Jeremy es novelista. Desde muy joven quiso seguir la gloriosa tradición de los grandes narradores americanos: Poe, Melville, London, Faulkner, Steinbeck, Dos Passos, Mailer, tantos otros. Hace ya muchos años, sonríe ahora al calcular cuántos, consiguió publicar una novela, pero sin mucho éxito, por lo que pronto fue olvidado. Sin embargo no se ha rendido, y sigue trabajando con tesón en la que espera que sea su novela definitiva.

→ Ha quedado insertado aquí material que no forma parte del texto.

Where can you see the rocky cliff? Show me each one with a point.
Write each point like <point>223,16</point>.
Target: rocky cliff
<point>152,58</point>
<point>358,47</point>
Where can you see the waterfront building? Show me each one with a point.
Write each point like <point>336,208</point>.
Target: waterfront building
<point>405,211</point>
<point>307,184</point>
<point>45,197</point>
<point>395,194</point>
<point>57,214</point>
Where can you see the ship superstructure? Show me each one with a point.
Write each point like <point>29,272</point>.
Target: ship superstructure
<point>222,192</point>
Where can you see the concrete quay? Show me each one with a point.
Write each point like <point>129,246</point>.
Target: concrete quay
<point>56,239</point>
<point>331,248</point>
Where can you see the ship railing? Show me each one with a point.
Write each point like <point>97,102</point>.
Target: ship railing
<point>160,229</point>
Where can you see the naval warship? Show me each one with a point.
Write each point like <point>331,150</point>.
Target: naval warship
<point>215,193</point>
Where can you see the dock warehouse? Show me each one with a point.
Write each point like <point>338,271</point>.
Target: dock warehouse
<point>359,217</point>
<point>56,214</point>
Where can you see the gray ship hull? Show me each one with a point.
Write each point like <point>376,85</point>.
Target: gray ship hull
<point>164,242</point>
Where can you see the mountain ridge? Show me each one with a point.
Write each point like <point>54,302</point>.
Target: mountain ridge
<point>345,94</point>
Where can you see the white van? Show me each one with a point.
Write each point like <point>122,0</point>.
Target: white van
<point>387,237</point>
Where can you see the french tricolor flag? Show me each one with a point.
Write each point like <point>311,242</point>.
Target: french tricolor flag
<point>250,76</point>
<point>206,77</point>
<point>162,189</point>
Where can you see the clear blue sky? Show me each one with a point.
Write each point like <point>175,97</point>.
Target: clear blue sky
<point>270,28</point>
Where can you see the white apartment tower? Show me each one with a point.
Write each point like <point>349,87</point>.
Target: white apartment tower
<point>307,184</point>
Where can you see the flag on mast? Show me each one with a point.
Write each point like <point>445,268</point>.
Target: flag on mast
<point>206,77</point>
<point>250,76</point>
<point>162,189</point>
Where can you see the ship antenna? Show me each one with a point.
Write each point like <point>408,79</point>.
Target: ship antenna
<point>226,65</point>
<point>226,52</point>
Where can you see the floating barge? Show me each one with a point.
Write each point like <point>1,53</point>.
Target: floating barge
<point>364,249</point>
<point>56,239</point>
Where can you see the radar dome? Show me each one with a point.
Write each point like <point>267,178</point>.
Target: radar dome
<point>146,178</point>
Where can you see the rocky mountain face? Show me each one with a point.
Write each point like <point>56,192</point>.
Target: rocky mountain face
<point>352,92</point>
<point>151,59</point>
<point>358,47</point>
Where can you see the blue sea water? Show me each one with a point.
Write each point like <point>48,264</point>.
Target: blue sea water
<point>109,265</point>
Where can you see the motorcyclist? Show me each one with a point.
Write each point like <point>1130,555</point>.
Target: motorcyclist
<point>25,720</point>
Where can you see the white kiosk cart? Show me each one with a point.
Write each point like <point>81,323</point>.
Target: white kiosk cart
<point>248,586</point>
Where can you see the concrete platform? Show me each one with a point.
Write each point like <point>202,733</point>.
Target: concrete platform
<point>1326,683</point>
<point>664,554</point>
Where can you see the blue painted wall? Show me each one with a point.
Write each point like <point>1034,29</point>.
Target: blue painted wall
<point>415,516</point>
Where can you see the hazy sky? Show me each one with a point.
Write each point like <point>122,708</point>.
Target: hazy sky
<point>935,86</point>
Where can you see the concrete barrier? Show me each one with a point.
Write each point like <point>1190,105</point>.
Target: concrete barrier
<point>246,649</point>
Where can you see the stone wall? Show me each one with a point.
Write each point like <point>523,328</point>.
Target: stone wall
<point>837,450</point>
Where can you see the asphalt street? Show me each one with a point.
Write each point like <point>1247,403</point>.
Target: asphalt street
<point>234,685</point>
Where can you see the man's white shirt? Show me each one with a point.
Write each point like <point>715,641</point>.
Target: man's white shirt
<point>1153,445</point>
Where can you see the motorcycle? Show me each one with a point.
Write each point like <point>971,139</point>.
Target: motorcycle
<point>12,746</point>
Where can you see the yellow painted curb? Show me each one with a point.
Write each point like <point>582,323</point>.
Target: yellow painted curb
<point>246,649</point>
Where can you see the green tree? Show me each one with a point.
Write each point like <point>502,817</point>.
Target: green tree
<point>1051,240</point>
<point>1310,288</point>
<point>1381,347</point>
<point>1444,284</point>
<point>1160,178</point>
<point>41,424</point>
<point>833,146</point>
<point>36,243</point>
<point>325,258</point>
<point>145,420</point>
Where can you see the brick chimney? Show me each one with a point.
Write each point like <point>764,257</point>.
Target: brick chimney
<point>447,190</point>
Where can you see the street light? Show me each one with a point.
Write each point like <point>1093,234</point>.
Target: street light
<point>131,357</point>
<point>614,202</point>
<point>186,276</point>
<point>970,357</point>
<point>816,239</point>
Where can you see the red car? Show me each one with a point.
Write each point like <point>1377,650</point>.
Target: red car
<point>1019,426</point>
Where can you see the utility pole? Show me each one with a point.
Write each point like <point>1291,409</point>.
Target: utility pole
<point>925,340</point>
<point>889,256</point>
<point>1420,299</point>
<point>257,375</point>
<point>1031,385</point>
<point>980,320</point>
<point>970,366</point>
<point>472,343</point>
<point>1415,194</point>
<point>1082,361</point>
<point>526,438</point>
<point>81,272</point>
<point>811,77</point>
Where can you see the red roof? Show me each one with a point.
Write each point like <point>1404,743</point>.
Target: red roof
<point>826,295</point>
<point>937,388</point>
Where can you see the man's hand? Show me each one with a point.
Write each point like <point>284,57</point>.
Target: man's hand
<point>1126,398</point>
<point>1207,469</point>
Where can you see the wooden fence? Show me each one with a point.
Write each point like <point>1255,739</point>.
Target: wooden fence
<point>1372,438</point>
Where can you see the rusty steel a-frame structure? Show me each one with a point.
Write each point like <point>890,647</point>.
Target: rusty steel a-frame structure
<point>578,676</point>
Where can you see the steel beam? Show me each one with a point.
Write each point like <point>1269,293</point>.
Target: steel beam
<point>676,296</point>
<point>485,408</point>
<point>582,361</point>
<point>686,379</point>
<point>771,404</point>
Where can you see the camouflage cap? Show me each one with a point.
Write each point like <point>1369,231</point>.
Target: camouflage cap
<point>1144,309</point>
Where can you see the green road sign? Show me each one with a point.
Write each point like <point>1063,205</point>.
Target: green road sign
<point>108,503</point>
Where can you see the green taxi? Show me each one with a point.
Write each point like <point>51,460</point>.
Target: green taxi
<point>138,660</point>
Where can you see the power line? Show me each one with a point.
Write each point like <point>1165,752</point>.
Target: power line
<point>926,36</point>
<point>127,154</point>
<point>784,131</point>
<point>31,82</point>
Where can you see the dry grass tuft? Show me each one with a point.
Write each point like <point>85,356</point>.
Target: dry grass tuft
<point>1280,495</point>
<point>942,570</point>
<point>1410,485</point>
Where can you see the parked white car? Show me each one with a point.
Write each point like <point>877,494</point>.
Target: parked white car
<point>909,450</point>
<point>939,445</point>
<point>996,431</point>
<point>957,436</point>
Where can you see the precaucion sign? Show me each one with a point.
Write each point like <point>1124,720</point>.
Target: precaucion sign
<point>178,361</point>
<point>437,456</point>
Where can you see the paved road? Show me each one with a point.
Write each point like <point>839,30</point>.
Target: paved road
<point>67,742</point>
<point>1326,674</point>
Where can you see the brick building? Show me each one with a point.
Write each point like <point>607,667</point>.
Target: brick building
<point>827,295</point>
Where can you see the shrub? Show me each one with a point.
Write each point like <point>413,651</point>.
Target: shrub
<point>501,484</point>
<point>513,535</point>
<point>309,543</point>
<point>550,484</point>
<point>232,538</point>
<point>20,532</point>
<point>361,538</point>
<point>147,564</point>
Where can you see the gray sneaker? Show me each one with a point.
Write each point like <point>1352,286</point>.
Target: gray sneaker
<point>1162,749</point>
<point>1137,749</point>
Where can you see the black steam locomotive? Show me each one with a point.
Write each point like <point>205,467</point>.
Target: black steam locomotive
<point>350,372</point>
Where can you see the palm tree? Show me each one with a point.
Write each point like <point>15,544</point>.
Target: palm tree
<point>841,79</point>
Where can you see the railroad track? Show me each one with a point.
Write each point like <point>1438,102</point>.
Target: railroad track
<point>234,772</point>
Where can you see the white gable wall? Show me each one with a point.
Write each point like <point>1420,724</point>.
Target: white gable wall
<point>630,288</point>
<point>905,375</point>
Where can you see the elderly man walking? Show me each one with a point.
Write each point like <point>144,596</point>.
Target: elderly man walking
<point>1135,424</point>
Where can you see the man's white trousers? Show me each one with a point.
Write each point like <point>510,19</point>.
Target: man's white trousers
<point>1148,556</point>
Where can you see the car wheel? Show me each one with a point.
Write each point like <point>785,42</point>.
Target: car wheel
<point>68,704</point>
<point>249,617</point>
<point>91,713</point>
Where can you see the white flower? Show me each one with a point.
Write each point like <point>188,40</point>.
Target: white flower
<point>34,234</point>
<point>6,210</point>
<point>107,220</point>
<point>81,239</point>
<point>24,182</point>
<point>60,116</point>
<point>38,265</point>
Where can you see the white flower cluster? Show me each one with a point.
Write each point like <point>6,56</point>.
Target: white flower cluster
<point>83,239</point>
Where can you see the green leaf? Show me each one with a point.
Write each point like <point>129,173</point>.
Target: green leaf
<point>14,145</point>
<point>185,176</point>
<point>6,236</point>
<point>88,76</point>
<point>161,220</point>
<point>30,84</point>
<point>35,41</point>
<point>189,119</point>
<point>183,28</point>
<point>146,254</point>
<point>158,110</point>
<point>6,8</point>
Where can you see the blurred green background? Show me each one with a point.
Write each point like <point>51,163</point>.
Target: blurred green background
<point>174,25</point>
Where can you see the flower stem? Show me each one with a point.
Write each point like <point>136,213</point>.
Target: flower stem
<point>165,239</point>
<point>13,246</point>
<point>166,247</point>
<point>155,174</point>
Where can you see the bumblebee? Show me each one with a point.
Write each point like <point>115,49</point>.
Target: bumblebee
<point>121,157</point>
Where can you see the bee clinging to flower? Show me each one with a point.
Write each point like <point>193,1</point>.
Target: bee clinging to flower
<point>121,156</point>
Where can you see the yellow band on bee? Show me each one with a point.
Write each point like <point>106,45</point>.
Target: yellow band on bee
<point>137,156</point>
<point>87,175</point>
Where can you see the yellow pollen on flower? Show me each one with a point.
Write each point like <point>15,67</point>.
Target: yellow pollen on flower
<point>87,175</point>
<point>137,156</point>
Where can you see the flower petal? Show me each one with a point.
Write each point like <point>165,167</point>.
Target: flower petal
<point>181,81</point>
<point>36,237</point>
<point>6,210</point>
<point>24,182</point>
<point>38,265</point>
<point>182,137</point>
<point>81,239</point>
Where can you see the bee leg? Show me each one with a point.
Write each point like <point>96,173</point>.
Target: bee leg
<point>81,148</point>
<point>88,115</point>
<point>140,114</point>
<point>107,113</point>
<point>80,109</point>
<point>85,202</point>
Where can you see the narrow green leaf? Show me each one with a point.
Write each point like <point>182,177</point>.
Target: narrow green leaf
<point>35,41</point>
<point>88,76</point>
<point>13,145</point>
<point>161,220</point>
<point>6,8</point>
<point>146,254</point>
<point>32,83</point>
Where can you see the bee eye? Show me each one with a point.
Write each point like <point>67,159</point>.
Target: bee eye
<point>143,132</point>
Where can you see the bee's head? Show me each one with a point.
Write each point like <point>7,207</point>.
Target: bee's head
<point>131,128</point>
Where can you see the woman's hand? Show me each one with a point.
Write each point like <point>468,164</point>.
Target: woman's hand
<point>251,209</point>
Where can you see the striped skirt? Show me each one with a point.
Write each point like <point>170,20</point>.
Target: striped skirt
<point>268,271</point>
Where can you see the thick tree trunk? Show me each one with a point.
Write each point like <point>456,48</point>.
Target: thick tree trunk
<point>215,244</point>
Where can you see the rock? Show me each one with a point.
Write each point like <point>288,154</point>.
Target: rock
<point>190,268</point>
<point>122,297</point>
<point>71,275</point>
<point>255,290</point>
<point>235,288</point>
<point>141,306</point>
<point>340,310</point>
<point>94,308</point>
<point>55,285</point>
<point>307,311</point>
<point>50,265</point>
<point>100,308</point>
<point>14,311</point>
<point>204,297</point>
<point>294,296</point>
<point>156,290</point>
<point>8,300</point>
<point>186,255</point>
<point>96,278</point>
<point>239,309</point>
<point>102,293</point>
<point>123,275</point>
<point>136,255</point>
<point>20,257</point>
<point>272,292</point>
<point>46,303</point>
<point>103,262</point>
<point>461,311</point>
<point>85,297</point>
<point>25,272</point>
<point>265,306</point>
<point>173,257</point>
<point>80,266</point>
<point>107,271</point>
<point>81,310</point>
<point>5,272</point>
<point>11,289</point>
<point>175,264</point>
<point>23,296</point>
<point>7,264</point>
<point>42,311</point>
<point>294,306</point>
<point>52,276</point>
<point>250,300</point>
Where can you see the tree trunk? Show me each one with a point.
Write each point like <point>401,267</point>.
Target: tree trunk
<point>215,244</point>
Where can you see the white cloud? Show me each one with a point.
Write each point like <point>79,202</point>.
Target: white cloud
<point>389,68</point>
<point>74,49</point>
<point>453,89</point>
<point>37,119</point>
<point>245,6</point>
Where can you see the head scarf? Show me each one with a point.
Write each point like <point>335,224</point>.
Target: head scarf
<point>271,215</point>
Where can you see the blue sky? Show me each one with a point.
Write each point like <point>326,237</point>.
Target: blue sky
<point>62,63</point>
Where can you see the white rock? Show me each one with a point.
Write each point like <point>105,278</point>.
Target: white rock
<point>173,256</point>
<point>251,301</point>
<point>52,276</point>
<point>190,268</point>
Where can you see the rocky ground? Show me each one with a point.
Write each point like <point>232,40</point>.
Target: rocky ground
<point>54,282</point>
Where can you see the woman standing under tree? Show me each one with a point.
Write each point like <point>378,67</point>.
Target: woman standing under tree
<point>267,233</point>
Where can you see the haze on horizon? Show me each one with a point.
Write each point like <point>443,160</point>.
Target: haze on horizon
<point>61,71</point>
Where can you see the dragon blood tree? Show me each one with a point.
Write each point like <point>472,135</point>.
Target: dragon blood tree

Sorprendentemente, su referencia intelectual y moral es Gepetto, el padre de Pinocho. Como él, Jeremy tiene el pelo de un blanco precoz y crespo, que se peina revuelto y con raya, y se ha dejado un mostacho espeso, blanco también como la nieve. Jeremy cree que, al igual que Gepetto, un novelista no es sino un constructor de juguetes, capaces, algunos, de llegar a vivir por sí mismos.
Los juguetes son cosa de niños, que juegan para divertirse pero a la vez aprenden. Jeremy piensa que en este sentido divertido del aprendizaje está la clave del lector de novelas. Pero ¿qué puede aprenderse allí? Pues mucho acerca del vivir, esa asignatura pendiente hasta el mismo momento en que te mueres. Y no se aprende en las novelas por las instrucciones que nos transmiten, sino por el palpitar que hay en ellas.
¿Quién lee novelas? Gente juguetona, imaginativa, capaz de entretenerse con y construir sueños sobre un montón de palabras escritas. Las novelas fueron en otros tiempos los juguetes típicos de los jóvenes, esos humanos que empiezan a desprenderse de su niñez cuando caen en la cuenta de que, en lo que les queda de vida, van a estar cada día un poco más solos frente a sí mismos. Todavía hay, afortunadamente, adultos que persisten en leerlas, como los hay que siguen jugando con muñecos. El mismo Jeremy lo hace; tiene un bolígrafo en su mesilla de noche con el que fantasea un ratito todas las noches, justo antes de dormirse. Tendido en la cama, lo mueve ante sus ojos y se le transmuta en muchas cosas; a veces es un bombardero pesado, un B52 flamígero, que arroja bombas en nombre de las víctimas; otras es un barco que navega hacia donde se terminan los océanos y el mundo, o es Batman, o Blancanieves, o el mismo Jeremy, haciendo justicia o corriendo aventuras.
Ve todos los días a mucha gente de Nueva York precipitándose en el estanque inmenso del realismo y el sentido común. Esa caída es como la cascada artificial que anima el inmenso hall ajardinado del centro comercial fantasmagórico en el que se desarrollan sus vidas. Para muchos ciudadanos, hacerse adultos es instalarse por fin en los convencionalismos, olvidarse de la capacidad de soñar mundos y vidas distintos. La gran ciudad necesita gente así para seguir funcionando. Esclavos, criados obedientes, no necesariamente de amos humanos, pues a menudo lo son simplemente de sus propias ambiciones. La gran ciudad necesita seriedad, precisión, garantías, orden. Y sin embargo, los largos viajes cotidianos de ida y vuelta en el metro entre Brooklyn y Manhattan le parecen a Jeremy siempre nuevos y apasionantes, algunas de las miradas con que se tropieza allí le permiten mantener vivas sus esperanzas de que seguirá habiendo gente suficientemente insensata como para leer novelas.
Piensa mucho en su Pinocho, a veces hasta sueña con él, ese novelón que llegará a terminar alguna vez y cobrará entonces vida propia, iniciando, libre ya de Jeremy Gepetto, su propia aventura extraordinaria por entre la gente y el tiempo. Con el empujón misterioso de un hada buena, hasta será capaz de ayudar a algunos de los que lo lean a estar un poco más alegres, o más lúcidos, que da lo mismo. En verdad, Jeremy está muy interesado en lo que hace. De hecho, aunque parezca absurdo, hasta llega a sentirse, algunos días, serenamente feliz.
Adenda: con este cuentecito me despido por una temporada del querido Nick Journal y de los amigos que dejo en él. Conviene cambiar de aires alguna que otra vez. Pero espero volver.